Funny, but no one really knows.
These terms have been part of the fabric of detective fiction for years and, one has to assume, the real nitty gritty patter of life on the street--or prison--where most slang shows up first.
Now, according to my best reference, the Oxford English Dictionary, the source that records when a word was at least written down for the first time, a Gumshoe might refer to the gum-soled or rubber-soled shoes used by detectives to do their best sneaking around. Or the idea that a detective who is sneaking around might be better served wearing gum-soled shoes. But here, from the horse's mouth in black and white from the venerable OED, the first mention in print:
1906 A. H. LEWIS Confess. Detective 198 You're d'gum-shoe guy I was waitin' fer... It was Inspector Val tells me to lay for you.

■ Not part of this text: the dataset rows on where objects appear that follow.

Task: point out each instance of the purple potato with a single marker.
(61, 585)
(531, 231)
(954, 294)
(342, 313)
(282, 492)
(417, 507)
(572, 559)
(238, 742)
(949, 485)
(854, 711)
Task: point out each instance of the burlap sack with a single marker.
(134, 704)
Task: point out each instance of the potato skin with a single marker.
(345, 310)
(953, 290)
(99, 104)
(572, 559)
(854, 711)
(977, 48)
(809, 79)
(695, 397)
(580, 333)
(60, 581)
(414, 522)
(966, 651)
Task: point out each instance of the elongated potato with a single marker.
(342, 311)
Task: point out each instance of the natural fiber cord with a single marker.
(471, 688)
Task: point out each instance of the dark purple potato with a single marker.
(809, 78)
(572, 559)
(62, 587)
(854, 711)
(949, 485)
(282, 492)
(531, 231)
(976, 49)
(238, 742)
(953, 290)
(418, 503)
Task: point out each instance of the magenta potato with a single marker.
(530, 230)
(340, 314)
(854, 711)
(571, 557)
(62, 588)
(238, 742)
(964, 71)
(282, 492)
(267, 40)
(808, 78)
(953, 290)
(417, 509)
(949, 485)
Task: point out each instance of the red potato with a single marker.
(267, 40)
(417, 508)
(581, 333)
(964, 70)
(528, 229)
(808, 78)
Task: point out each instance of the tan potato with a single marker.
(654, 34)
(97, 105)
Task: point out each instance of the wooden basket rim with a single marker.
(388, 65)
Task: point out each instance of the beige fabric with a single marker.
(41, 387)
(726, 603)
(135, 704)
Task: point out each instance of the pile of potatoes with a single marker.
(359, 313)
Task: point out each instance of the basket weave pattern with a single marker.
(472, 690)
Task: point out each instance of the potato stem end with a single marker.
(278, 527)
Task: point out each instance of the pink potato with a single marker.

1907Springfield (Mass.) Weekly Republ. 4 Apr. 2 He..was forced to accomplish his ends by main strength rather than by gum-shoe methods. 1908J. M. SULLIVANCrim. Slang 11 Gumshoe worker, a private detective; a spotter. 1913H. A. FRANCK Zone Policeman 88 159 But the ‘gum shoe’ naturally cannot twirl a police club. 1927D. HAMMETT in Black Mask Nov. 21/2 He..looked me up and down, growled: ‘So you're a lousy gum-shoe.’
Shamus is a bit trickier. The OED doesn't know for sure. It might be for the given name "Seamus", an Irish name which might then refer to a cop on the beat or someone with the same accuity in catching criminals as a cop. This is the one pronounced with a long a, "Shaymus." That's how I've always pronounced it, always thought it was pronounced that way. But if you watch the 1941 The Maltese Falcon directed by John Huston and starring Humphry Bogart as the definitive Sam Spade, Bogart pronounces it Shahmus, soft a. Which might lend credence to the other derivation in the OED which is Shames(h), a Jewish term which means a beadle or sexton in a synagogue, first mentioned in 1650. Originally more like a sacristan who helps prepare for the service for the rabbi, but then latter more of a bouncer: 1903 Standard 27 Apr., There is a ‘shammas’ acting as beadle, door-keeper, collector, cook, and utility-man in emergencies.
Last but not least, Dick. As in private dick, or even Dick Tracy. The OED says it's a private detective or policeman. But as far as the etymology, there's a great big question mark. Though they seem to think it might derive from an abbrevtion for detective. Here's what the OED says:
1908 J. M. SULLIVAN Crim. Slang. 8 Dick, a cop, detective (Canadian slang).
1912A. H. LEWIS Apaches of N.Y. 95 Still, those plain-clothes dicks did not despair. 1924Amer. Speech I. 151/2 ‘Dick’ and ‘bull’ and ‘John Law’ have become established as names for the police. 1928E. WALLACE Gunner xxix. 234 They'd persuaded a couple of dicks--detectives--towatch the barriers. 1956J. D. CARR P. Butler for Defence xiii. 140 Plain-clothes C.I.D. men..are currently known as bogeys, busies, dicks, and scotches.
Canadian slang? Our venerable crime-speak is Canadian? *shrug* Of course, the listing gave us a few more I haven't heard of: busies and scotches. Funny thing is, there are no entries in the OED for those.
I'd better get my best Shamus on it.